Choosing between family health care plans is not as simple as in the past. Although no plan will pay for every medical expense you come across, they do differ in what they offer for coverage. The majority of health care plans offer ways to keep down the costs of health care.
How do the health care plans differ from one another?
Indemnity insurance - Once you meet your deductible, most indemnity plans pay a portion of what is considered appropriate charges for covered services. The usual split of how much the insurer and insured pays is 80/20. You are responsible for the 80 percent and the insurance company pays the remaining 20 percent. The policy will also cover charges for lab and x-rays, prescriptions as well as care from doctors and hospitals.
Managed Care plans such as; Preferred Provider Organizations (PPOs) allow the insured to choose medical providers that may or may not be a part of the network. If you decide to use a doctor within the PPO network, you will be responsible for a copayment. If you go outside the network you are responsible for a larger percentage of the costs.

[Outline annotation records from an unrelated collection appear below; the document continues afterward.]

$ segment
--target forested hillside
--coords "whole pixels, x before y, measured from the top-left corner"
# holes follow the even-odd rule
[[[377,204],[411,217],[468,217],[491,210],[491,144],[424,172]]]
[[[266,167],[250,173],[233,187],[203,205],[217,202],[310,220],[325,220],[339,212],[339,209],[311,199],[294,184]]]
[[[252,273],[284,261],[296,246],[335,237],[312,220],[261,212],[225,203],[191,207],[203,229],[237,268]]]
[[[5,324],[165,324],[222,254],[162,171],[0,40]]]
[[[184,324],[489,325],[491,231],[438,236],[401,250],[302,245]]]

Health Maintenance Organizations (HMOs) offer members a variety of health benefits for a set monthly fee. HMOs provide you with a list of doctors from their network so that you can choose a primary care physcian (PCP). When you have chosen your PCP, they will be the core of providing your medical needs. If you were to need a specialist you would first need to obtain a referral from your PCP. If you were to go to a physician outside of the network you would be responsible for the charges, unless of course you or a family member is in an emergency situation.
Point-of-Service (POS) Plans allow members to choose any doctor or hospital that they wish to attend and will still receive a form of coverage although not as comprehensive as the other insurance plans mentioned.
How to choose a plan
Remember that regardless of the plan you choose there will be sacrifices of some sort. So consider what you and your family need for medical coverage. Do you like the idea of your doctor being the one who has to refer you to a specialist or would you prefer to do this on your own? How much have you budgeted for out-of-pocket expenses, deductibles, and the premiums that you will be required to pay? Consider also any life changes that may apply; are you considering starting a family or are you closer to retiring? Does any member of your family have a pre-existing condition, if so this may affect certain insurance plans.